Industry viewpoint by Lisa Wynn, director and executive coach at Corporate Potential
Research released last week from the Chartered Management Institute (CMI)[i] has indicated that there is a severe lack of leadership talent in UK organisations. With only 14 per cent of UK bosses believing they are a ‘born leader’ and a mere 14 per cent excelling at people management skills, this proves a sorry state of affairs for the future of home grown UK leaders.
Given that we are currently struggling with the ‘are we or aren’t we out of the recession?’ question, it is concerning that so few managers in UK believe that they do not feel confident or qualified enough to lead us into the upturn. However, I believe that simply spending more money on leadership development training is not necessarily the great investment it may first seem. For too long the limited training budgets of most UK businesses have been spent on leadership development programmes, which in reality stand little chance of impacting the bottom line.
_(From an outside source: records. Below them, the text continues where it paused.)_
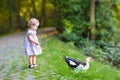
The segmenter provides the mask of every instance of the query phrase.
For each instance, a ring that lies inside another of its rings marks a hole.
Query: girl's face
[[[36,24],[31,24],[31,28],[32,28],[33,30],[37,30],[37,29],[38,29],[38,26],[36,26]]]

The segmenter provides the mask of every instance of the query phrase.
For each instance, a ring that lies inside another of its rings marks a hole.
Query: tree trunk
[[[33,8],[33,17],[36,17],[36,8],[35,8],[35,0],[31,0],[32,8]]]
[[[95,40],[95,33],[96,33],[96,27],[95,27],[95,0],[91,0],[91,14],[90,14],[90,23],[91,23],[91,39]]]
[[[46,4],[46,0],[42,0],[42,9],[41,9],[41,26],[42,27],[46,25],[45,4]]]
[[[9,10],[9,13],[8,13],[8,15],[9,15],[9,17],[8,17],[8,18],[9,18],[9,19],[8,19],[8,20],[9,20],[9,30],[12,31],[12,15],[11,15],[12,13],[11,13],[11,5],[10,5],[10,4],[11,4],[11,1],[8,0],[8,10]]]

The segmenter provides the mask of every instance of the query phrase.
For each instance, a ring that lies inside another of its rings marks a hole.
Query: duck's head
[[[87,57],[86,58],[86,62],[91,62],[93,59],[92,59],[92,57]]]

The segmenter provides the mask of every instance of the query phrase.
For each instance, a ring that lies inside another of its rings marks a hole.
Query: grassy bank
[[[72,43],[64,43],[56,37],[41,40],[43,54],[38,56],[39,67],[35,69],[36,80],[43,77],[45,80],[119,80],[120,71],[96,60],[90,64],[88,71],[75,73],[64,62],[63,55],[74,57],[82,61],[82,55]]]
[[[28,69],[27,57],[22,54],[22,42],[4,44],[4,51],[1,49],[0,54],[0,80],[120,80],[119,70],[96,60],[90,63],[88,71],[75,73],[65,63],[63,55],[82,61],[86,56],[73,43],[46,35],[40,35],[39,40],[43,53],[37,56],[38,67],[34,69]]]

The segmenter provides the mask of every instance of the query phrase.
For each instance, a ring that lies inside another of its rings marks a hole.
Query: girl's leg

Whilst it is hard to demonstrate a true return on investment from such programmes we can start by looking hard at the design and implementation of the programmes, which can help to ensure that a sustainable change in leadership is encouraged in the future, which makes a real impact. To do this I believe that some big questions need to be asked:
· Start with business drivers –
“What are the current challenges and aspirations that we want to impact?”
· Be prepared to examine the business’ culture –
“What is the culture of leadership that is required in order to achieve business targets over the next five years?”
· Look to underpin the change with real development rather than just more of the same training –
“What do we need to do differently in order to get exponentially different results?”
· Plan to really invest, not just spend –
“If we were to deliver on the business driver how would it impact the bottom line?”
“What percentage of that impact are we prepared to invest?”
How will we know looking back that this was a fantastic investment, rather than just another training and development initiative?”
To really deliver a new breed of manger to UK organisations, fit for the challenges and opportunities that an economic upturn has to offer, companies must be prepared to change tack. They must understand what is required of their culture to develop potential and maximise performance, but also to support individual managers. Each manager, along with potential talent pool members, needs to be supported to understand and appreciate their own strengths and opportunities to facilitate personal growth.
UK organisations need to support and challenge managers to start asking bigger and better questions of themselves and this needs to start at the very top.
[i] Chartered Management Institute (CMI), UK management survey of 2,158 managers, August 2010.